Performance Optimization

Indexing Best Practices

# Optimize indexing for production
production_config = {
    "hnsw:M": 32,                    # Higher connectivity
    "hnsw:construction_ef": 200,     # Better index quality
    "hnsw:search_ef": 128,          # Good search quality
    "hnsw:space": "cosine",         # Distance metric
    "hnsw:num_threads": 4,          # Parallel indexing
    "persist_directory": "./chroma_prod"  # Persistent storage
}

production_collection = client.create_collection(
    name="production_ready",
    metadata=production_config
)

Memory and Storage Optimization

from chromadb.config import Settings

# Optimize for memory usage
memory_optimized_client = chromadb.PersistentClient(
    path="./optimized_chroma",
    settings=Settings(
        chroma_memory_limit=8 * 1024 * 1024 * 1024,  # 8GB limit
        chroma_cache_size=1 * 1024 * 1024 * 1024,    # 1GB cache
        chroma_max_batch_size=500,                   # Batch size
        chroma_batch_cache_size=1000                 # Batch cache
    )
)

Embedding Quality Assessment

Evaluating Embedding Performance

def evaluate_embedding_quality(collection, test_queries):
    results = []

    for query in test_queries:
        # Get similar documents
        search_results = collection.query(
            query_texts=[query['text']],
            n_results=10
        )

        # Calculate metrics
        precision = calculate_precision(search_results, query['relevant_docs'])
        recall = calculate_recall(search_results, query['relevant_docs'])
        ndcg = calculate_ndcg(search_results, query['relevant_docs'])

        results.append({
            'query': query['text'],
            'precision@10': precision,
            'recall@10': recall,
            'ndcg@10': ndcg
        })

    return results

# Usage
test_queries = [
    {
        'text': 'machine learning algorithms',
        'relevant_docs': ['doc_ml_1', 'doc_ml_2', 'doc_algo_1']
    }
]

evaluation_results = evaluate_embedding_quality(collection, test_queries)

What We've Accomplished

Congratulations! 🎉 You've mastered:

  1. Embeddings Fundamentals - Understanding vector representations
  2. Custom Embedding Functions - Using different models and implementations
  3. Vector Indexing - HNSW algorithm and optimization parameters
  4. Similarity Search - Exact vs approximate search strategies
  5. Advanced Querying - Multi-vector and weighted queries
  6. Performance Optimization - Production-ready indexing and memory management
  7. Quality Assessment - Evaluating embedding and search performance

Next Steps

Ready to query like a pro? In Chapter 4: Querying & Retrieval, we'll explore advanced querying patterns, metadata filtering, and retrieval strategies.
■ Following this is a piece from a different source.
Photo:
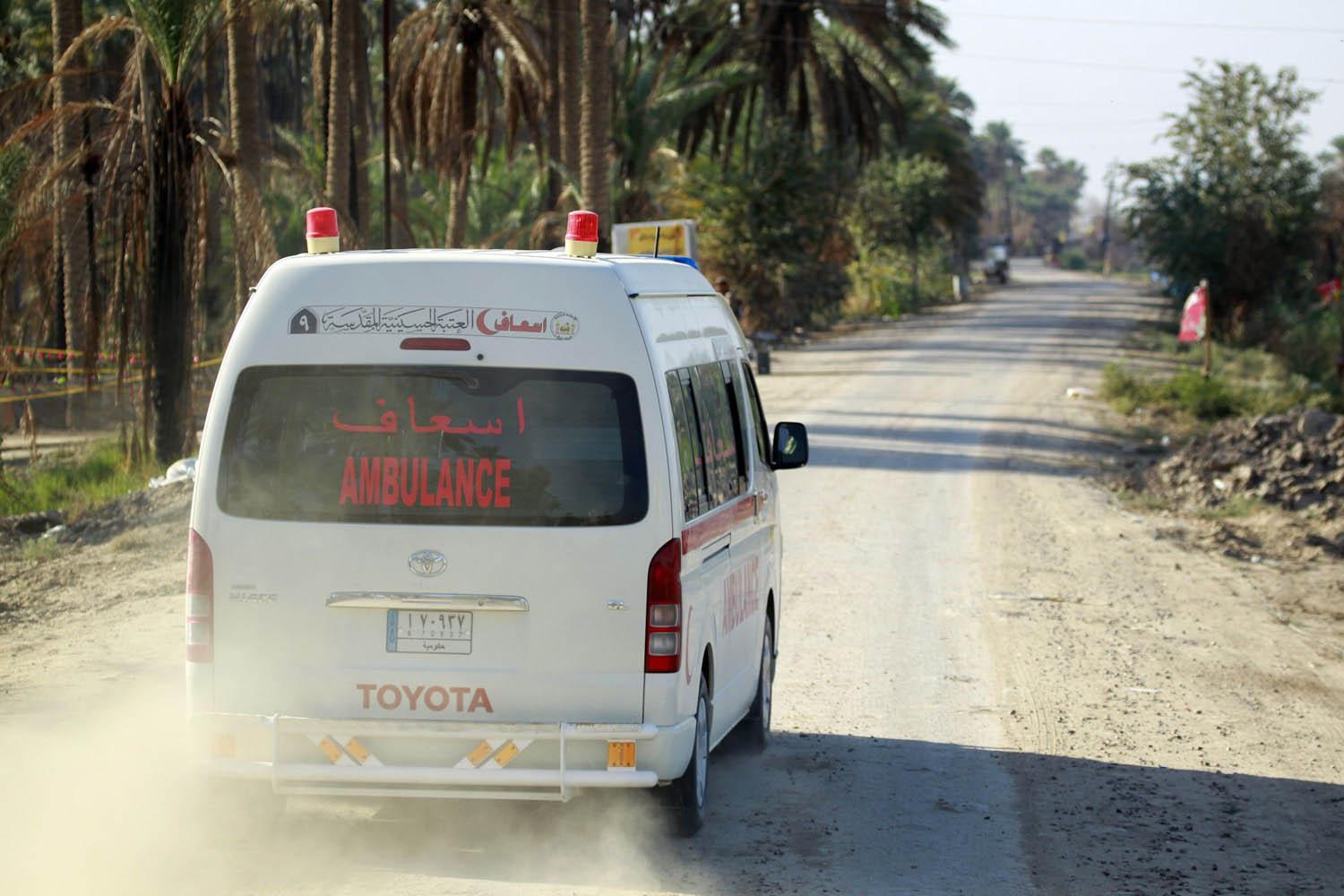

Practice what you've learned:

  1. Experiment with different embedding models
  2. Optimize indexing parameters for your use case
  3. Implement custom similarity metrics
  4. Build a performance evaluation pipeline
  5. Create weighted query combinations

How will you optimize embeddings for your application? 🚀

What Problem Does This Solve?

Most teams struggle here because the hard part is not writing more code, but deciding clear boundaries for embeddings, collection, results so behavior stays predictable as complexity grows.

In practical terms, this chapter helps you avoid three common failures:

  • coupling core logic too tightly to one implementation path
  • missing the handoff boundaries between setup, execution, and validation
  • shipping changes without clear rollback or observability strategy

After working through this chapter, you should be able to reason about Chapter 3: Embeddings & Indexing as an operating subsystem inside ChromaDB Tutorial: Building AI-Native Vector Databases, with explicit contracts for inputs, state transitions, and outputs.

Use the implementation notes around hnsw, query, documents as your checklist when adapting these patterns to your own repository.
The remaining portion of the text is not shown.